年齢に応じた英語教育1

  • 2019.01.28 Monday
  • 00:15

JUGEMテーマ:聞けて話せる英会話教材と、英会話上達法

 

何が何でも英語をお子様に話せるようになってもらいたいですか?

 

しかし、適正な年齢がございます。

たとえば、英語圏の国から小学校の低学年で日本に帰国した子供たちは、半年で英語がきれいに蒸発します。さすがに、潜在能力として英語力はある程度残りますが。

これに対して小学校の高学年で日本に帰国した子供たちの英語能力は永続的なもの、つまり財産として残ります。

この違いは、論理的思考の発達段階によるものだと考えられます。

一方、発音に関しての感受性はお子様が幼いほど高いのです。感受性が高い時期に、たとえばLとRの違いを聞き分ける訓練を行えば、その能力は、永続的に残ります。残念ながら、音に対しての感受性の高い時期は10歳、つまり小学4年生前後に終わると言われています。私自身も、これまで沢山の子供たちを扱ってきて、それくらいだと感じております。しかし、面白いのは、音に対して感受性が落ち始めることに引き換え、同じ時期に論理的思考が発達していくことです。

ピアノやバイオリンで音楽を学ぶ子供たちの、絶対音階の形成限界も10歳前後と言われますから、興味深いことです。

ちなみに仕事柄、「何歳から英語を習えばいいですか?」とご質問を受けることはたびたびあります。胎教は証明しようがないので、無意味だと考えます。次に3歳以下の英語教育ですが、これも無意味です。というか、その子の10年後や20年後まで誰かが科学的に追跡調査をしたという話を聞いたことがありません。むしろ、生後3年間の記憶は消滅するという研究結果が発表されていたりもするわけですから、「ゼロ歳からの英語教育」なんていうものは怪しい限りです。

私は、英語教育を始める適齢期は3歳以上、つまり幼稚園に通い始める頃だとお答えしております。しかし、私は別の意見も用意しております。英語圏の日常生活においてLとRまたはBとVの聞き分けができなくても普通に生きてはいけます。だからLとRまたはBとVを聞き分ける能力の必要性は絶対ではありません。
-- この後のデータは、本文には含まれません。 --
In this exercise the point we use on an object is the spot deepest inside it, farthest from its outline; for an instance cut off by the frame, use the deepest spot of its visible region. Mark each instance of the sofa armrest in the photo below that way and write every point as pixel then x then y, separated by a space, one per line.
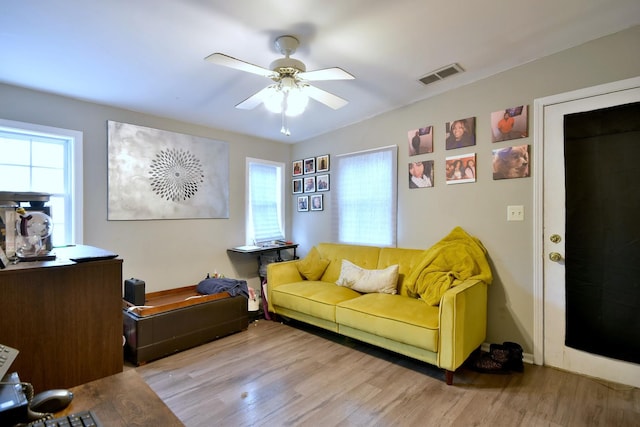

ところで、私は英語を教えるという職業を選びました。そうすると、私の独特な英語の教授法を理解してもらうために、これまで数限りなく外国人と議論を重ねてきました。LとRまたはBとVの聞き分けができないため、そういう議論の際に私は結構困りました。つまりLとRまたはBとVの聞き分けができなくても日常会話はこなせますが、国際的にビジネスなどで活躍しようと思えば、より正確に発音し、より正確に聞き取る能力が不可欠となります。

もちろん、お子様が小さなときに、その子がどのような職業につくのかということは予測できません。しかし、お子様が成長してからでは不可能な教育があることはご承知おきください。